Crate oxcable [] [src]

A signal processing framework for making music with rust.

oxcable is designed with simple but powerful abstractions, with minimal performance loss, while functioning in real-time.

oxcable seeks to provide the basic building blocks necessary to build digital instruments and effects, and provide the tools to chain these devices together quickly and easily.

Getting started

Let's start with a simple example. This script will generate a sine wave at 440Hz, and play it on your computer's speakers or headphones in an infinite loop:

extern crate oxcable;
use oxcable::chain::{DeviceChain, Tick};
use oxcable::io::audio::AudioEngine;
use oxcable::oscillator::{Oscillator, Sine};

fn main() {
    let engine = AudioEngine::with_buffer_size(256).unwrap();
    let mut chain = DeviceChain::from(
        Oscillator::new(Sine).freq(440.0)
    ).into(
        engine.default_output(1).unwrap()
    );
    chain.tick_forever();
}

Devices

Defining an audio device can be done by implenting the AudioDevice trait.

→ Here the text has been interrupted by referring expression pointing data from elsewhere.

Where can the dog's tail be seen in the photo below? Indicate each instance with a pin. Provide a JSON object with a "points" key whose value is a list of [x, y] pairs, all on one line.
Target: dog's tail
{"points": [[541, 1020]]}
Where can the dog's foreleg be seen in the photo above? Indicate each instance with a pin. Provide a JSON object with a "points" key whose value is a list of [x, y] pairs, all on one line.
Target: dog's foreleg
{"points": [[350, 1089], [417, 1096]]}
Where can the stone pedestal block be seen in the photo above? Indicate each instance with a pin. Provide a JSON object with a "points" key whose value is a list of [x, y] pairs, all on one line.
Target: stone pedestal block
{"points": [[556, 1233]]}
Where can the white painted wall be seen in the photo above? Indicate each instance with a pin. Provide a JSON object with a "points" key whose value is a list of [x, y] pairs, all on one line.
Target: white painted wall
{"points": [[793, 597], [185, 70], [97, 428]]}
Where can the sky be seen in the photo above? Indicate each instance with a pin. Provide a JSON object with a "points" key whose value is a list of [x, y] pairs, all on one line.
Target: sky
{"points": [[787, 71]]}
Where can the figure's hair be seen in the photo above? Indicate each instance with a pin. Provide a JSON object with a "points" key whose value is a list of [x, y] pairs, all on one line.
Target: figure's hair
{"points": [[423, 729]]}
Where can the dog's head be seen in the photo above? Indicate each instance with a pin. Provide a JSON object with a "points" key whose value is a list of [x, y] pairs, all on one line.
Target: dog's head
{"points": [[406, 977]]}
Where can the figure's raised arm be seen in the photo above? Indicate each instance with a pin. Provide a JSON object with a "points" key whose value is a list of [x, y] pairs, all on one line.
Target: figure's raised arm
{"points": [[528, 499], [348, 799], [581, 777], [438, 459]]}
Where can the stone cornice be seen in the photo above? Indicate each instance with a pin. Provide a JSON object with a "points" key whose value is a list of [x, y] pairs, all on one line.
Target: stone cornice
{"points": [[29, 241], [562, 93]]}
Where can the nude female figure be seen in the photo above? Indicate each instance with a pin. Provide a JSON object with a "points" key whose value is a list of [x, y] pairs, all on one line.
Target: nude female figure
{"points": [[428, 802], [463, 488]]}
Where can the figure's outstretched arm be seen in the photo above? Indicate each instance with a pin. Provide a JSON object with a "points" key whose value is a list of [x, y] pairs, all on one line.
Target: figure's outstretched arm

Let's define a very simple audio device: one that simply passes its input straight to the output. This can be done in just a few lines:

use oxcable::types::{AudioDevice, Sample, Time};

struct IdentityFilter;
impl AudioDevice for IdentityFilter {
    fn num_inputs(&self) -> usize { 1 }
    fn num_outputs(&self) -> usize { 1 }
    fn tick(&mut self, _: Time, inputs: &[Sample], outputs: &mut[Sample]) {
        outputs[0] = inputs[0];
    }
}

Once we've defined a device, it is simple to use the device in isolation. Say I want to test my filter. I can manually call tick a few times to generate outputs:

let mut input = [0.0];
let mut output = [0.0];
let mut filter = IdentityFilter;

for i in 0..8 {
    input[0] = i as f32;
    filter.tick(i, &input, &mut output);
    assert_eq!(i as f32, output[0]);
}

By adhering to the AudioDevice trait, however, this new device will drop straight into generic containers like DeviceChain or DeviceGraph, and into wrappers such as the Buffered wrapper.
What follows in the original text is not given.